2014-02-06 11:09:00 | ノンジャンル
 3編の童話からなる本です。
 『小さな潜水艦に恋をした でかずぎるクジラの話』 昭和二十年、八月十五日。伊豆七島の、小さな島の沖合いに、一頭のクジラがいました。イワシが好きだから、イワシクジラと呼ばれていますが、仲間の身長平均十六メートルくらいなのに、このクジラの体は、なみはずれて大きく、身の丈二十メートル重さ三十トン、さらにわるいことには、このクジラ雄なのです。人間とちがって、クジラは雌の方が、体が大きければ大きいほど素敵ということになっている。したがって、雌たちから気味わるがられていました。やがて船が現れ、クジラは母に教わった通り、海の中に潜りました。するとがけの下の海の中に、仲間の、しかも雌が、ひっそりいるではありませんか。クジラは雌が目覚めるのを待切れず、ドシンと体をぶつけました。クジラが、仲間だと思い込んでいたのは、実は、日本海軍の敵艦への体当たりを目論む潜水艦でした。その日の正午、日本の無条件降伏をつげるラジオ放送があったのですが、乗組員全部の意見をまとめた結果、あくまでアメリカと戦うことに決め、遺書をクジラの尻尾にしばりつけました。しかし潜水艦は、島をはなれたとたん、潜水艦を専門に攻撃するアメリカの小型艇に包囲されてしまったのです。いつまでも浮上しない潜水艦の息が切れるのを心配したクジラは、潜水艦の方へ猛然と泳ぎだし、そのすぐ上に爆雷が爆発して、クジラは、体半分吹きとばされて、なお、潜水艦にしたい寄ろうとし、つづいて爆雷の爆発を受け、でかい体は細々にちぎれてしまいました。小型艇は帰って行き、浮上した潜水艦は、遺書を結ばれた肉片を回収しようとしましたが、艦長は、せっかく、クジラがたすけてくれたのに、これ以上、無駄な殺し合いをすることもないと、さっきまでの意気込みが、夢のように思えてきました。夕焼けが消えても、海は赤いままで、小さい潜水艦も、いつまでもそのまま浮かんでいました。

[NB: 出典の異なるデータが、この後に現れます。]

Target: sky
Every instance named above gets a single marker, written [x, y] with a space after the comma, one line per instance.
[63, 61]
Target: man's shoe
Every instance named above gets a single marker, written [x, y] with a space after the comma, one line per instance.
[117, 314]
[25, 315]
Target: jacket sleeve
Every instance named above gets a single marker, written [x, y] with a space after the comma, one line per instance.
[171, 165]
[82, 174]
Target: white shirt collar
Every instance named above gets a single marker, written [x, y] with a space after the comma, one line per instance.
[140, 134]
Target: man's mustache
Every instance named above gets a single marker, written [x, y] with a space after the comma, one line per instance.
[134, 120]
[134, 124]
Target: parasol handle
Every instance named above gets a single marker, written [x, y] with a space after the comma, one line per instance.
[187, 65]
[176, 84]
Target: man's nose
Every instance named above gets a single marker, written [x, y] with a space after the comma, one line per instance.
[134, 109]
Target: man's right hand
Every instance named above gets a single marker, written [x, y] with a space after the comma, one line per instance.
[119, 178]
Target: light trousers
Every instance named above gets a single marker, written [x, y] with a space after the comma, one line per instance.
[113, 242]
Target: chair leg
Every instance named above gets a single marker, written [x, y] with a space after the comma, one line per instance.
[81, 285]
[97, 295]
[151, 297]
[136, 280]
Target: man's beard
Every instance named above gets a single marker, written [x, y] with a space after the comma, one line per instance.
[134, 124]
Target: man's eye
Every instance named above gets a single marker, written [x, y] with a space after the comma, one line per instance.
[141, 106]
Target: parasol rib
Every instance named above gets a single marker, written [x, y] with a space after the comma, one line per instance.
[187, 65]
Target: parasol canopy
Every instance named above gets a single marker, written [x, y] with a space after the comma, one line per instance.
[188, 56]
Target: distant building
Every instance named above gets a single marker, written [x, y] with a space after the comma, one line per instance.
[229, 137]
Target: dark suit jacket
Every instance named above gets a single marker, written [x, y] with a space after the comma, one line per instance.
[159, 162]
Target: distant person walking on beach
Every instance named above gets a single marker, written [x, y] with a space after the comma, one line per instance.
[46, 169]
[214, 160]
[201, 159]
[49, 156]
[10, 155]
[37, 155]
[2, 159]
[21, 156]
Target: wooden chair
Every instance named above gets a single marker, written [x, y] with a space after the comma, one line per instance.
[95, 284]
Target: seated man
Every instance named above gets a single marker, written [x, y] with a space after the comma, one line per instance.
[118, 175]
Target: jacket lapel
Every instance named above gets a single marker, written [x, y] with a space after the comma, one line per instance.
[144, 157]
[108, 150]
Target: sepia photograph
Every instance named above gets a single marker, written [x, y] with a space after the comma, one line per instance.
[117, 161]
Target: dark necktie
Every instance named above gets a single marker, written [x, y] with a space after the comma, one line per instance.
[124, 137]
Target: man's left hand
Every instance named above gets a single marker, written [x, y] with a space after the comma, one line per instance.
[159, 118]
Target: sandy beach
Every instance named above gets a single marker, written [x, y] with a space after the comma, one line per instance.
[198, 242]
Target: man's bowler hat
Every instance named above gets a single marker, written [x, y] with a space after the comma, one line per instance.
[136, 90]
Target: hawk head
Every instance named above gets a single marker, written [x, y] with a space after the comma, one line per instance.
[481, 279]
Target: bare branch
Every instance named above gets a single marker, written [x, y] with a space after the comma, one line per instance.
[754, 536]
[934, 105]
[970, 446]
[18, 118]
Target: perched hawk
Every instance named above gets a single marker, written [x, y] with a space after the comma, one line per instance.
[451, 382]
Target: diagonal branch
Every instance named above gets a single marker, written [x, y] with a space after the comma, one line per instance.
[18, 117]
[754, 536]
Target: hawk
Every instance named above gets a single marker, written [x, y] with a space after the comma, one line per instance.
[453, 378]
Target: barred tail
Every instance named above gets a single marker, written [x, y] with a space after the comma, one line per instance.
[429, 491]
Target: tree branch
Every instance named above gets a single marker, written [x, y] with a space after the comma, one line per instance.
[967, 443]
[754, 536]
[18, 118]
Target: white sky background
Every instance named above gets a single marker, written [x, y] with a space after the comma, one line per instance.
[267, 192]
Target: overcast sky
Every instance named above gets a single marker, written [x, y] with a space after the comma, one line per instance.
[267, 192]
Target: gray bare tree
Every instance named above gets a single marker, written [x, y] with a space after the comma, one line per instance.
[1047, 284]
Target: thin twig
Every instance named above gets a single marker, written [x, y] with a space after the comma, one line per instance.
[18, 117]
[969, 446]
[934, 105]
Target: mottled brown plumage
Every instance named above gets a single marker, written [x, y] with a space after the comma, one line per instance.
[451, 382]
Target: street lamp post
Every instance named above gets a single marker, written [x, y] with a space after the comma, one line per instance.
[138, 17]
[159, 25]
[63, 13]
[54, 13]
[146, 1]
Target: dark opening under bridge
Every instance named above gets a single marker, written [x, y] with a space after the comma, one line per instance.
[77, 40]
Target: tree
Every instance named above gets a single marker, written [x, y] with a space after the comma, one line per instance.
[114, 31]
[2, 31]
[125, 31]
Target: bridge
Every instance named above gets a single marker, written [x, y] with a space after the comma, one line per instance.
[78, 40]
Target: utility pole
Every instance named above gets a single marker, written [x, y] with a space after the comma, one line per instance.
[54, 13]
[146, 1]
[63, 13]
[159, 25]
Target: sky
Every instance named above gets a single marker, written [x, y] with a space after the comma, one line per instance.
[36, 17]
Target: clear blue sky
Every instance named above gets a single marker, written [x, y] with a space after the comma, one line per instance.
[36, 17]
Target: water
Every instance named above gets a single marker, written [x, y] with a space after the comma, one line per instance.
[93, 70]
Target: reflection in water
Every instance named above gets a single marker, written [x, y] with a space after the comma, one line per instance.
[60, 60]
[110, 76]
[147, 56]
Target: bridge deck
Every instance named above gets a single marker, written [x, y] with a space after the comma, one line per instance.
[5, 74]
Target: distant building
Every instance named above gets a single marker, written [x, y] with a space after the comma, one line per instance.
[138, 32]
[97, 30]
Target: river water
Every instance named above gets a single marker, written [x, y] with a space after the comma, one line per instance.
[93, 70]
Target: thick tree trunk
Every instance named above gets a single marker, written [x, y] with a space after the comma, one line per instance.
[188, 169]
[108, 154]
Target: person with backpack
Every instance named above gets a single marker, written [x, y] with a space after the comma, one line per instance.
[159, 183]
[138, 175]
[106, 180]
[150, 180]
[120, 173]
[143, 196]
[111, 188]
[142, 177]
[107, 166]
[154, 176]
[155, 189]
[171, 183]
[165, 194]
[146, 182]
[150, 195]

 『青いオウムと痩せた男の子の話』 昭和二十年、八月十五日。山のふもとの小さい防空壕の中に、ここ半月ばかり、オウムと男の子が住んでいました。半月前、この町がB29の目標とされ、焼夷弾や爆弾が沢山おとされたのです。男の子は船乗りのお父さんのみやげでもらったオウムを飼っていて、オウムの餌に困った男の子は、ヒマワリの種を、こっそり盗んでいました。そして空襲警報の中、家にオウムがいるのに気づき、お母さんを待たせて、オウムの籠をかかえ、折角貯えたヒマワリの実もついでにと、縁の下へもぐりこんだ、ちょうどその時です。目の前がピカッと光り、耳がガーンと鳴ったかと思うと、あとは何も見えず聞こえず、気がつくと、まるで見覚えのない街角にいました。男の子の住んでいたあたりに、250キロ爆弾が、集中的に落下し、家という家を吹きとばしてしまったのです。お母さんも。男の子は、お母さんが常々いっていたように、防空壕に入って、じっとお母さんの帰りを待ちました。そして男の子は、あんまり大きなショックをに見舞われたので、いっさいものをしゃべらなくなっていました。オウムは一所懸命に男の子に話しかけ、男の子はようやくまた話せるようになりました。八月十五日、日本とアメリカの戦争は終わりました。しゃべれるようになった男の子は、お腹がすき過ぎて、もう立つことができませんでした。また、口をきかなくなった男の子に、オウムは「ダイジョウブ?」「ダイジョウブ?」と叫びつづけ、かすかに「ダイジョウブ」と答えたのが、男の子の最後の言葉でした。そして、男の子の死んだ三日後、百年生きるはずのオウムも、餌がなくなり、とまり木からバサッと落ちて、動かなくなりました。
 『干からびた象と象使いの話』 昭和二十年、八月十五日。空襲が激しくなり、動物園の猛獣は睡眠薬入りの食べ物を食べさせられ、その後、首を吊られて殺されていきました。サーカスで芸を教えていた調教師と象は当時、動物園にいましたが、動物園を脱出し、人里離れた土地で暮らしました。しかしそこにも人が入ってくるようになり、八月十五日、自分の死期を感じた象は、紙のように軽い小父さんの死体を背中に乗せ、ひょろひょろと、どこかへ行ってしまいました。

 どれもラストがせつない戦争童話となっていたと思います。